South-Western College Publishing - Economics  
May's Labor Data Means?
Subject Economic slowdown
Topic Monetary Policy
Key Words Economic Growth, Inflation, Unemployment
News Story

Economic data is being carefully monitored for signs that the Federal Reserve's six interest rate hikes over the last year have slowed the economy. Early signs of a slowdown were reports that car and home sales have dipped, construction spending is off and manufacturing output decreased. Given the volatile nature of these statistical series, these reports were not very convincing. May's labor market data, on the other hand, provides strong evidence of an economic slowdown. The nation's unemployment rate rose to 4.1 percent from 3.9 percent in April. Over 116,000 jobs were lost -- the largest monthly drop in over 8 years.

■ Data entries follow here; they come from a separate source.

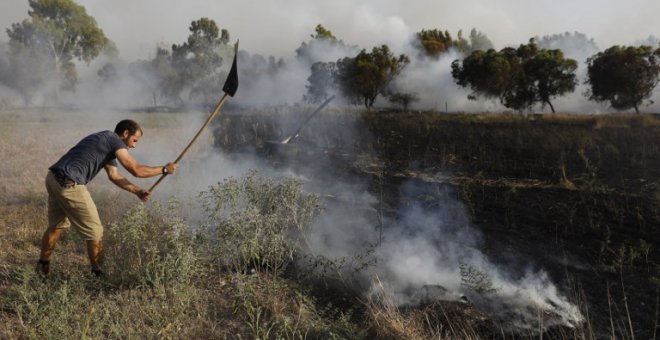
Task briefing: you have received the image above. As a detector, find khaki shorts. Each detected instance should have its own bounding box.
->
[46,171,103,241]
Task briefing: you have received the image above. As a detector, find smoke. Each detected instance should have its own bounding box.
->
[309,174,584,331]
[0,0,660,112]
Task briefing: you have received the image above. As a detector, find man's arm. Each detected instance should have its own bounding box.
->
[115,148,176,178]
[105,164,151,202]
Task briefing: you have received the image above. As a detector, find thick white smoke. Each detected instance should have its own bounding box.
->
[309,177,584,331]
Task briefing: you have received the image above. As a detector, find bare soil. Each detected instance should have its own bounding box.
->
[214,110,660,339]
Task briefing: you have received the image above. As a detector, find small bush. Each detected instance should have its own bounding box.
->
[105,204,199,287]
[201,171,319,274]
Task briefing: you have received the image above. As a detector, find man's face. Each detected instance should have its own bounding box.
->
[121,130,142,149]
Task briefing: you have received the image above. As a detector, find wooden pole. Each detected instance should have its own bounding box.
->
[149,93,229,192]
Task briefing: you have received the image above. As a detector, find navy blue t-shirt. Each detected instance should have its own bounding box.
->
[48,131,126,184]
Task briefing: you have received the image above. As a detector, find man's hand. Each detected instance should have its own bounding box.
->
[163,162,178,175]
[135,189,151,202]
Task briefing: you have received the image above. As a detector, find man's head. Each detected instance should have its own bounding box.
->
[115,119,142,149]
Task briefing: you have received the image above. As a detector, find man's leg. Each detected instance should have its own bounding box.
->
[37,172,70,275]
[87,240,103,276]
[39,227,64,261]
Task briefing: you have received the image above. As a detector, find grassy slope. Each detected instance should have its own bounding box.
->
[0,112,660,339]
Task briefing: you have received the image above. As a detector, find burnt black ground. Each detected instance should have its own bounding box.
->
[215,113,660,339]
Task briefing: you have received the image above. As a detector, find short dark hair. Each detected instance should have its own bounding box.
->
[115,119,142,136]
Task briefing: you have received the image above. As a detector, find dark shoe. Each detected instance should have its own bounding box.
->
[37,260,50,276]
[92,268,105,279]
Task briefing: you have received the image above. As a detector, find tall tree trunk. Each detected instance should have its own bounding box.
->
[545,100,555,113]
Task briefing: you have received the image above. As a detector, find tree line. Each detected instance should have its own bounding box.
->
[0,0,660,112]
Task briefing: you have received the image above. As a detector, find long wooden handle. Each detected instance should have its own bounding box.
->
[149,93,229,192]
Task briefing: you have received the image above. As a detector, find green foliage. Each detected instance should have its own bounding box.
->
[452,40,577,112]
[415,29,456,58]
[413,28,493,59]
[170,18,229,103]
[7,0,107,91]
[587,46,660,113]
[104,205,200,287]
[388,92,419,111]
[303,62,336,104]
[296,24,357,65]
[202,172,319,274]
[335,45,410,108]
[534,32,599,56]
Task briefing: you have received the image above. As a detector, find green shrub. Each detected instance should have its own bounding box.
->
[104,204,199,287]
[201,171,319,274]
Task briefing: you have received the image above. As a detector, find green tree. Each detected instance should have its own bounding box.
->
[452,40,577,112]
[414,29,455,58]
[296,24,358,65]
[170,18,229,102]
[413,28,493,58]
[303,61,336,104]
[7,0,107,97]
[334,45,410,108]
[586,46,660,113]
[525,50,577,113]
[462,28,493,54]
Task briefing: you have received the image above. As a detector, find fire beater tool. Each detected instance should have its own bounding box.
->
[149,41,238,192]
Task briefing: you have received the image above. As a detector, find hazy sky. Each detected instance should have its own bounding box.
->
[0,0,660,59]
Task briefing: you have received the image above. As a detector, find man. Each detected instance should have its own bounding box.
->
[37,120,177,276]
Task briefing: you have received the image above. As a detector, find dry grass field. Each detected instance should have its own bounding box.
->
[0,110,660,339]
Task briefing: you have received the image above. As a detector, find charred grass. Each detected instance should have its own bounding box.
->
[216,109,660,339]
[0,112,660,339]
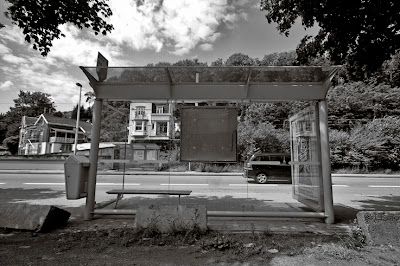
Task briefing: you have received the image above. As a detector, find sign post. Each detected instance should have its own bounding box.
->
[96,52,108,82]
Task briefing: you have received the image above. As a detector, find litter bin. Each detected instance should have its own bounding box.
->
[64,155,89,199]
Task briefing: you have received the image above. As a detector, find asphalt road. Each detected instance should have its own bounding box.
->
[0,171,400,213]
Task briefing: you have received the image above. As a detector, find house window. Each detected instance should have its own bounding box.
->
[135,123,143,131]
[156,106,164,114]
[156,122,168,136]
[135,106,146,118]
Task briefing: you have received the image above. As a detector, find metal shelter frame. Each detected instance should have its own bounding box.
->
[80,61,338,224]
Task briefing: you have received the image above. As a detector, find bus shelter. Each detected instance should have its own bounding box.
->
[80,53,338,224]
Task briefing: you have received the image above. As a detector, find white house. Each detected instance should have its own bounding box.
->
[128,102,174,143]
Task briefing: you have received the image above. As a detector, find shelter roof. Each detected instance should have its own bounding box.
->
[37,114,92,133]
[80,66,338,101]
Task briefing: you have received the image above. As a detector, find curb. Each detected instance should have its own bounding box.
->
[0,169,400,178]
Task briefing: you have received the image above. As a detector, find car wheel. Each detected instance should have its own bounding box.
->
[256,173,268,184]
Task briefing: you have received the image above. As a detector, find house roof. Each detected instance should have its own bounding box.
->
[22,115,38,127]
[37,114,92,133]
[76,142,115,151]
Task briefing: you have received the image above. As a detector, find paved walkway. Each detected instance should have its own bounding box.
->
[63,198,357,235]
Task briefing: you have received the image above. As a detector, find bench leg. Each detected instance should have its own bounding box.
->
[114,194,124,209]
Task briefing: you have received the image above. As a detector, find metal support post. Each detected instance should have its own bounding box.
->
[318,100,335,224]
[83,99,103,221]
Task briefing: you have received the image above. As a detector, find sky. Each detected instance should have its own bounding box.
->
[0,0,316,113]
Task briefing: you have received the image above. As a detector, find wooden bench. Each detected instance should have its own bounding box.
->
[107,189,192,209]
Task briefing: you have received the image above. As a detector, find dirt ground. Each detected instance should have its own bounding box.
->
[0,222,400,266]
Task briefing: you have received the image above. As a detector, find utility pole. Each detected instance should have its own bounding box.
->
[74,83,82,155]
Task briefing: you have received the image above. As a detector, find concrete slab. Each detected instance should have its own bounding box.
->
[357,211,400,246]
[135,205,207,233]
[0,203,71,232]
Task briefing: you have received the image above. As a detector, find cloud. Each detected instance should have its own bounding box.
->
[199,43,213,51]
[3,54,27,64]
[0,43,11,55]
[108,0,249,55]
[0,25,25,44]
[0,80,14,91]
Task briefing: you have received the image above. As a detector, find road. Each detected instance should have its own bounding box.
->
[0,171,400,213]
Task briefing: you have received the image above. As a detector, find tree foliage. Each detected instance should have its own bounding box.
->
[5,0,113,56]
[261,0,400,79]
[327,82,400,131]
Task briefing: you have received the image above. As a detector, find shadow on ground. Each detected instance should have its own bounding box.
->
[0,188,65,203]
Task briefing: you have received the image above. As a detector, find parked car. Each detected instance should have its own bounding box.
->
[243,153,292,184]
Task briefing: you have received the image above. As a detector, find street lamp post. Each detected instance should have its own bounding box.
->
[74,83,82,155]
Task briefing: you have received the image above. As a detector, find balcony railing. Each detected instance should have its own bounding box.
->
[49,137,75,143]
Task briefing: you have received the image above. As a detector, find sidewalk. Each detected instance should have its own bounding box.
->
[66,196,358,236]
[0,169,400,178]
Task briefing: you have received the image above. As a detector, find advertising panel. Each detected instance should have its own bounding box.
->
[289,106,324,211]
[180,107,237,162]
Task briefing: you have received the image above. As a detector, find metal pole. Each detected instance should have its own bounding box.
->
[83,99,103,221]
[318,100,335,224]
[74,83,82,154]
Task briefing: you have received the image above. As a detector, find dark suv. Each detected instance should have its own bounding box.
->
[243,153,292,184]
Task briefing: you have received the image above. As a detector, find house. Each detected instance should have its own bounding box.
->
[18,114,92,155]
[128,102,174,143]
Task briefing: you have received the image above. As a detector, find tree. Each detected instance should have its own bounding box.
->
[225,53,255,66]
[71,105,93,121]
[0,0,113,56]
[100,101,130,142]
[261,0,400,79]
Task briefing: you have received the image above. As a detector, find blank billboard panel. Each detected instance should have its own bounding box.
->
[181,107,237,162]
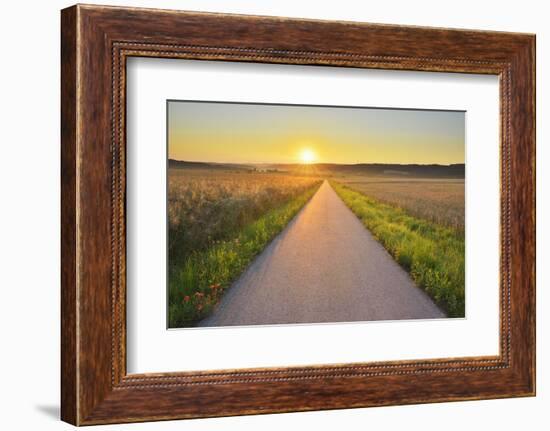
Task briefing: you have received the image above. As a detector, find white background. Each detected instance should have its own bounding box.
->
[126,58,500,373]
[0,0,550,431]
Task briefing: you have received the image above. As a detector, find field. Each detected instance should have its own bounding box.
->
[331,176,465,317]
[168,168,321,327]
[335,175,464,231]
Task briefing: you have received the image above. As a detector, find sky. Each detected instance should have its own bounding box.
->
[168,101,465,165]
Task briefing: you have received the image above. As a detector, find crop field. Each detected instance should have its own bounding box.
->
[330,179,465,317]
[335,175,465,232]
[168,168,321,327]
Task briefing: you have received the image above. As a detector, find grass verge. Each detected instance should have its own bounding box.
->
[168,182,321,328]
[330,181,465,317]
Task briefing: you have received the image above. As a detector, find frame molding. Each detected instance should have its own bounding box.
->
[61,5,535,425]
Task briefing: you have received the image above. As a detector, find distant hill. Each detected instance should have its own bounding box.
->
[268,163,465,178]
[168,159,465,178]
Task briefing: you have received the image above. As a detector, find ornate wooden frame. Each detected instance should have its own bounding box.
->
[61,5,535,425]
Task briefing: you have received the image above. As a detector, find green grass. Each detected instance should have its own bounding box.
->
[331,181,465,317]
[168,182,321,328]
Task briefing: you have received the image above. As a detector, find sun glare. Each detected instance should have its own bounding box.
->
[300,148,317,164]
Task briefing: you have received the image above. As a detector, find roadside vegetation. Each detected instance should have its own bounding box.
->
[168,169,321,328]
[335,175,464,231]
[330,180,465,317]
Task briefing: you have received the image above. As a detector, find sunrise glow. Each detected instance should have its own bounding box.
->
[300,148,317,165]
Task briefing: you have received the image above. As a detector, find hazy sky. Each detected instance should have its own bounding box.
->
[168,101,465,164]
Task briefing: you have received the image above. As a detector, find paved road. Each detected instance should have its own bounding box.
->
[200,181,445,326]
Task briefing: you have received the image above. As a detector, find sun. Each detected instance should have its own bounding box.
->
[300,148,317,165]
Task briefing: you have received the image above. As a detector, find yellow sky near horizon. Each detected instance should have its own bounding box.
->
[168,101,465,164]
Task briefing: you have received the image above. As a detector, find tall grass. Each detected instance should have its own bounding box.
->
[168,175,321,327]
[335,175,465,231]
[330,181,465,317]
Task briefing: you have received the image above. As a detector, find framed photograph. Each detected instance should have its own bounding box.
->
[61,5,535,425]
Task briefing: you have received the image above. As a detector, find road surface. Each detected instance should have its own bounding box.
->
[199,181,445,326]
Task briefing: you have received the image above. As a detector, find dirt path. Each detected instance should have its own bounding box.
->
[200,181,445,326]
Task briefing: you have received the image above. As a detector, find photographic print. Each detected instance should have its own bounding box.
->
[167,100,465,328]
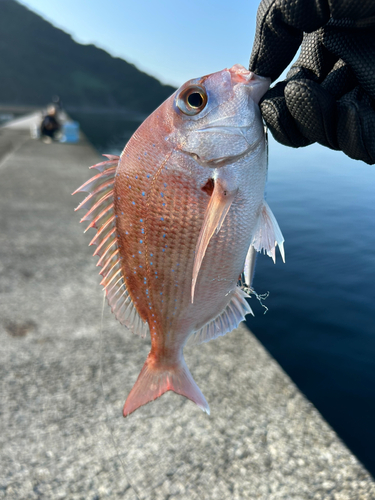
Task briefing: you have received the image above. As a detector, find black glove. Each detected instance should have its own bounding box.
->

Analysts had expected a seventh rate hike in late June at the Fed's next meeting. The clear evidence of a slowdown that is represented in May's labor market report caused investors to push up stock prices in the belief that further rate hikes will not be needed. However, the increase in stock prices generated considerable wealth and the irony of this situation is that the very data that analysts thought would preclude a rate hike, may actually cause one to occur.

Some analysts believe that the May employment data overstate the amount of job loss. They argue that the temporary employment of census workers in May is the cause of the distortion. If the census employees, they argue, would have taken private sector jobs, employment figures would have increased rather than decreased. Others counter that the employment losses were so widespread as to argue for a slowdown.

The May report contained data on another concern of policy makers - wage inflation. Average hourly earnings rose only a cent, the smallest increase in months. Wage increases are now averaging 3.5 percent over the past 12 months, compared to 3.8 percent in April.

(Updated July 1, 2000)

1. Describe the "wealth effect." How would an increase in stock prices affect aggregate demand?
2. The Federal Reserve is attempting to slow the economy with a series of interest rate hikes. How do increases in the interest rate slow the economy?
3. Why are policy makers concerned with the level of wage inflation? How do wage increases affect aggregate supply?
Source Louis Uchitelle, "May's Labor Data Indicate Economy Could Be Slowing," The New York Times, June 3, 2000.